"Twilight" Ruminations

Speaking as someone who read and enjoyed Stephenie Meyer's popular teen novel, Twilight, I found Catherine Hardwicke's film adaptation, that has been greeted with mass hysteria by teenage girls all over the country, to be somewhat lacking.

I've been an admirer of Hardwicke's work since Thirteen in 2003, and found quite a lot to like in her severely underrated Lords of Dogtown. But with her edgy sensibilities severely tempered in the dull The Nativity Story one of her biggest weaknesses started to become apparent - a weakness that Twilight has compounded. Hardwicke is a talented visual stylist, but in many ways a weak storyteller. There are some beautiful moments in Twilight, but they are often hampered by intrusive and inappropriate use of music and an overall lack of narrative movement. It just doesn't flow well. When you add that to the fact that many moments that seemed wondrous and magical on the page, seem hokey and contrived on the screen (Edward's supersonic running is especially laughable), then Twilight fails to live up to its full potential.

Not that there was much to begin with. Quite honestly I feel it's a story better suited to the page than the screen, or at least to a director whose storytelling skills match their visual prowess.
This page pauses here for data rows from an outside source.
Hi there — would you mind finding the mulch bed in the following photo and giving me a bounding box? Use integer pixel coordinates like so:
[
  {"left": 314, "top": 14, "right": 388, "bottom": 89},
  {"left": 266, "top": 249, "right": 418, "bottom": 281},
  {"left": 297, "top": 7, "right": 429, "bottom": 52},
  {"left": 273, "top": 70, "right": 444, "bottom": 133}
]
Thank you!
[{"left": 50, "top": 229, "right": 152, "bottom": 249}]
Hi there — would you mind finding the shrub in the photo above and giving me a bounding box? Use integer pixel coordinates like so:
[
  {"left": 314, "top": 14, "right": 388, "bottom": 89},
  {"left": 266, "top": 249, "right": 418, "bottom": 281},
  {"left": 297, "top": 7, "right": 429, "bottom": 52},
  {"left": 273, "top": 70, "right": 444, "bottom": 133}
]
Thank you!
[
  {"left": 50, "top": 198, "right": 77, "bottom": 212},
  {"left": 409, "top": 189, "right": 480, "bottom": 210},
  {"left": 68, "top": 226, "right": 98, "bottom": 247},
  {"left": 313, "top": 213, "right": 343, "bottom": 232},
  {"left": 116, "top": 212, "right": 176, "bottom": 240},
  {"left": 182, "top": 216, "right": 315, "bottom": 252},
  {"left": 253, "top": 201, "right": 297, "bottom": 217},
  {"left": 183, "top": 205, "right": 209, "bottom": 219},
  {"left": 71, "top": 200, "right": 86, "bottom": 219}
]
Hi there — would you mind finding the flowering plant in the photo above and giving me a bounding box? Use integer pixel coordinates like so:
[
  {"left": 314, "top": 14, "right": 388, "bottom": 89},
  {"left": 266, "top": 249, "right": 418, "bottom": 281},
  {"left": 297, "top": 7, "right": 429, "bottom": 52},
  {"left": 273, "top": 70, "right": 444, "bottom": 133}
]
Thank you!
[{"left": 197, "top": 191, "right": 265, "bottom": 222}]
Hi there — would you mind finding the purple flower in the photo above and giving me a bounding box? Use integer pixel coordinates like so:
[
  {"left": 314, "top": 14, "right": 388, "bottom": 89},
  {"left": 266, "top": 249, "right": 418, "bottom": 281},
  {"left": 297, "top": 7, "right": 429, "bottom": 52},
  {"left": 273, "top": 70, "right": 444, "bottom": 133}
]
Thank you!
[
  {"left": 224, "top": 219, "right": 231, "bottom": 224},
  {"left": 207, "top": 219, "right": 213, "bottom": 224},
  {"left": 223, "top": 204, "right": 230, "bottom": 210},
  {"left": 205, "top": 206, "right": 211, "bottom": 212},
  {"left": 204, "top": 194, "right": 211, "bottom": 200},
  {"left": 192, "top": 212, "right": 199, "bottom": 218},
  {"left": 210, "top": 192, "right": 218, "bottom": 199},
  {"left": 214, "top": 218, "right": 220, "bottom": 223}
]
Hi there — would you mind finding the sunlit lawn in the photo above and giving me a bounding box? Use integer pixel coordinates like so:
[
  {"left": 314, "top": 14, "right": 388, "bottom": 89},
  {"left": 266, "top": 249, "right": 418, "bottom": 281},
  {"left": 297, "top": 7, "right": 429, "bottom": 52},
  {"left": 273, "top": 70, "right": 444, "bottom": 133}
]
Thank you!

Twilight never had a strong narrative to begin with. It's filled with long passages of breathless, enraptured descriptions of Edward's beauty and Bella's burgeoning love for him. Hardwicke attempts to up the ante and keep things moving by pulling the film's villains that don't appear until the end of the novel into a series of interludes that keeps a sense of danger over the film and a semblance of a plot that really doesn't exist.

It doesn't really add anything to the film but its a commendable effort. But ultimately I just didn't feel it the way I did in the book, the deep sense of longing just isn't there, nor, strangely, is the sense of danger despite the strengthened efforts in that area.

I'll tap out a full review for The Dispatch for Thursday. Until then I'm left with a film I never expected to be good, that nevertheless has not hampered my enjoyment of an entertaining little piece of teen pulp fiction. But for now, I'm ready to put Twilight aside for a while. It passed critical mass on my overexposure meter a long time ago.